Healthcare coverage has soared among Latinos, according to a new report, "The Affordable Care Act and Health Insurance for Latinos," issued by the Journal of the American Medical Association and the Commonwealth Fund, a private foundation that promotes high-performing health care and supports independent research on health care issues.

The Affordable Care Act has had a profound effect on the historically underinsured Latino community, as the percentage of uninsured American Latinos lacking health coverage, ages 19 to 64, dropped from 36 percent to 23 percent between summer 2013 and spring 2014.

With the expansion of Medicaid under the new health care law and the broad array of coverage plans offered to patrons in the insurance marketplace, Latinos are accessing health care like they never have before.
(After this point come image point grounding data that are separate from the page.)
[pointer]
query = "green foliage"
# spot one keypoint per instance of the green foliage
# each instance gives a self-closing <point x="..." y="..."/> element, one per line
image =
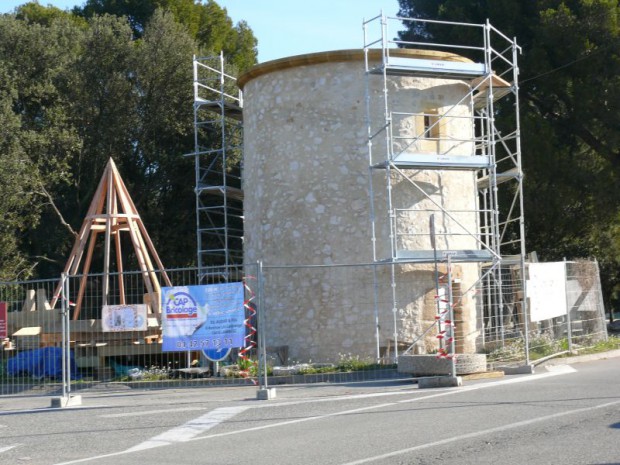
<point x="570" y="93"/>
<point x="77" y="88"/>
<point x="207" y="23"/>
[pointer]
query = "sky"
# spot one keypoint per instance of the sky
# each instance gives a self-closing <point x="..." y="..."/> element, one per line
<point x="287" y="27"/>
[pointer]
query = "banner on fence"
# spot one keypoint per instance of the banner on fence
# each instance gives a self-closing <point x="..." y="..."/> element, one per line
<point x="3" y="321"/>
<point x="117" y="318"/>
<point x="203" y="317"/>
<point x="546" y="289"/>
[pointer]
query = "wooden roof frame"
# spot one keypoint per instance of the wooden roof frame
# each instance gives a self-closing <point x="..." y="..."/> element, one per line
<point x="111" y="212"/>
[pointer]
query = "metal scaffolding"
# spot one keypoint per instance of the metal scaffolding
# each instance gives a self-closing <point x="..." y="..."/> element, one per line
<point x="218" y="138"/>
<point x="488" y="67"/>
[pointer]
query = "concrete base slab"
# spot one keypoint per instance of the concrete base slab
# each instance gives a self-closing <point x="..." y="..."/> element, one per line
<point x="440" y="381"/>
<point x="521" y="370"/>
<point x="66" y="401"/>
<point x="266" y="394"/>
<point x="430" y="365"/>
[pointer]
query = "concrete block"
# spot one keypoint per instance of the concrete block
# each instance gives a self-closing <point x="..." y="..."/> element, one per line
<point x="266" y="394"/>
<point x="440" y="381"/>
<point x="520" y="370"/>
<point x="427" y="365"/>
<point x="66" y="401"/>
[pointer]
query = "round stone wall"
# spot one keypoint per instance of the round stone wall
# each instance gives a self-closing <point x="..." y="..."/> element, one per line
<point x="307" y="202"/>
In California alone, the uninsured rate among working-age Latino adults dropped by nearly half (35 percent to 17 percent) -- in a state where Latinos made up about 60 percent of the uninsured.
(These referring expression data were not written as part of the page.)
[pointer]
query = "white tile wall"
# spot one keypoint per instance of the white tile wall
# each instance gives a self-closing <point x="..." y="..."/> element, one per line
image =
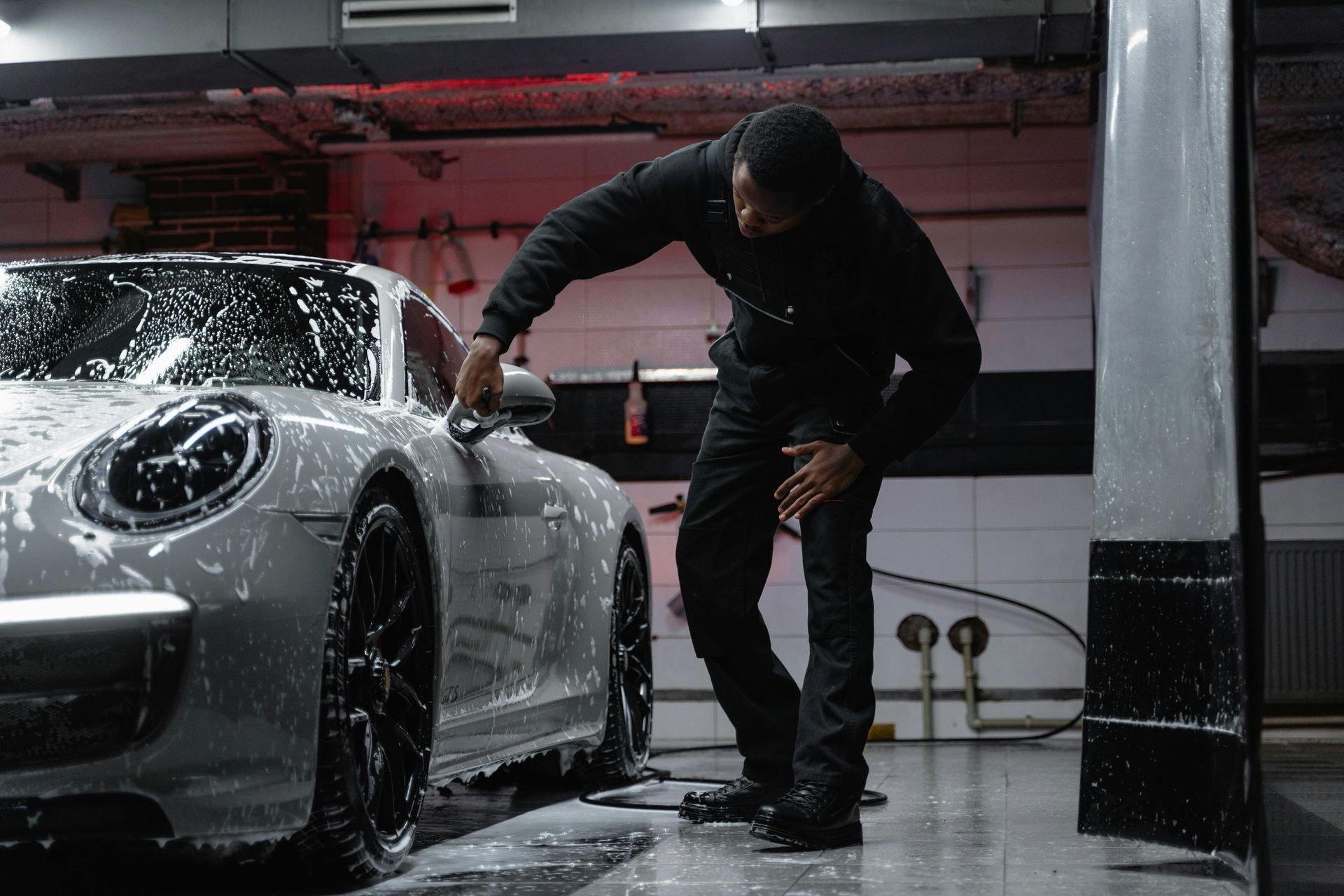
<point x="34" y="214"/>
<point x="1035" y="301"/>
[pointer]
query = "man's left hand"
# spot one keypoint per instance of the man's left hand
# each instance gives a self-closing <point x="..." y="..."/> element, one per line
<point x="832" y="469"/>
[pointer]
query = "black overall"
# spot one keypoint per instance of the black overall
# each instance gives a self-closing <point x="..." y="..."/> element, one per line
<point x="819" y="315"/>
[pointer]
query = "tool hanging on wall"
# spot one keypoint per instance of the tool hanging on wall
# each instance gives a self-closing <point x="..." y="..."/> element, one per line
<point x="366" y="242"/>
<point x="458" y="270"/>
<point x="424" y="253"/>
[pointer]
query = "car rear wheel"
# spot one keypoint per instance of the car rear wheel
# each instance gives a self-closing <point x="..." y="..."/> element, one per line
<point x="375" y="726"/>
<point x="629" y="704"/>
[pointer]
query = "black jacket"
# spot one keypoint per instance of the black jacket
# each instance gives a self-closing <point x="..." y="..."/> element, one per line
<point x="825" y="307"/>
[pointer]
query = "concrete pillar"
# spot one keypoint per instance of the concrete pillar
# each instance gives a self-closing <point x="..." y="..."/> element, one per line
<point x="1171" y="726"/>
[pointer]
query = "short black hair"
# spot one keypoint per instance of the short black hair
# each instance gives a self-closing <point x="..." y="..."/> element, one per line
<point x="792" y="149"/>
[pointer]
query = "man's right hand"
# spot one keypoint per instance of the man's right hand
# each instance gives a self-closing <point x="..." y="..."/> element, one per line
<point x="482" y="370"/>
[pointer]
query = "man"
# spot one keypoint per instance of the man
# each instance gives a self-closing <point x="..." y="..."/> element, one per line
<point x="830" y="280"/>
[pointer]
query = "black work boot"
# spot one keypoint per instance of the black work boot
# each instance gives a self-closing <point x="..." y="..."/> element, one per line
<point x="734" y="801"/>
<point x="811" y="816"/>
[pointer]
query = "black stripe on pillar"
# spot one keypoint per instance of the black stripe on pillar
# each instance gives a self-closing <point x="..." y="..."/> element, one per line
<point x="1164" y="739"/>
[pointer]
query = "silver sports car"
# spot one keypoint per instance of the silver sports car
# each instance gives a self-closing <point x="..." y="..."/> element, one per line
<point x="261" y="580"/>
"The Affordable Care Act appears to be working for millions of Latinos who, as a group, have long faced the nation's highest uninsured rates," said the Commonwealth Fund's Michelle Doty, the report's lead author. "These substantial improvements will mean better health and health care for millions of people."

The uninsured rate for overall U.S. adults under the age of 65 dropped 5 percent (from 20 percent to 15 percent) during the same stretch of time. Americans who weren't granted health benefits through their jobs were able to shop the state-based marketplace plans, and those making less than four times the federal poverty level (about $94,000 for a family of four) qualified for subsidies. Also, nearly half of the states expanded Medicaid coverage, offering subsidized government coverage to those earning less than 138 percent of the poverty line ($32,500 for a family of four).

The decline in uninsured citizens disproves naysayers who believed the health law wouldn't reach Latinos and other disadvantaged groups, who've historically experienced difficulty when attempting to access medical care, mental health assistance and family planning resources.

All that said, within states that chose not to expand Medicaid, which includes Texas and Florida, the uninsured rate remain statistically and virtually unchanged, stated the report. Republican opponents of the ACA have rejected federally funded expansion of Medicaid in those states, saying that the expansions risk leaving states with future financial obligations that they won't be able to afford.

Latino outreach by the Obama administration and other supporters of the law persist, however. Enhanced Spanish-language assistance, community enrollment drives and door-to-door campaigns continue so that sign-ups will match the number of sign-ups in March, when Latinos made up a third of those who signed up for Obamacare.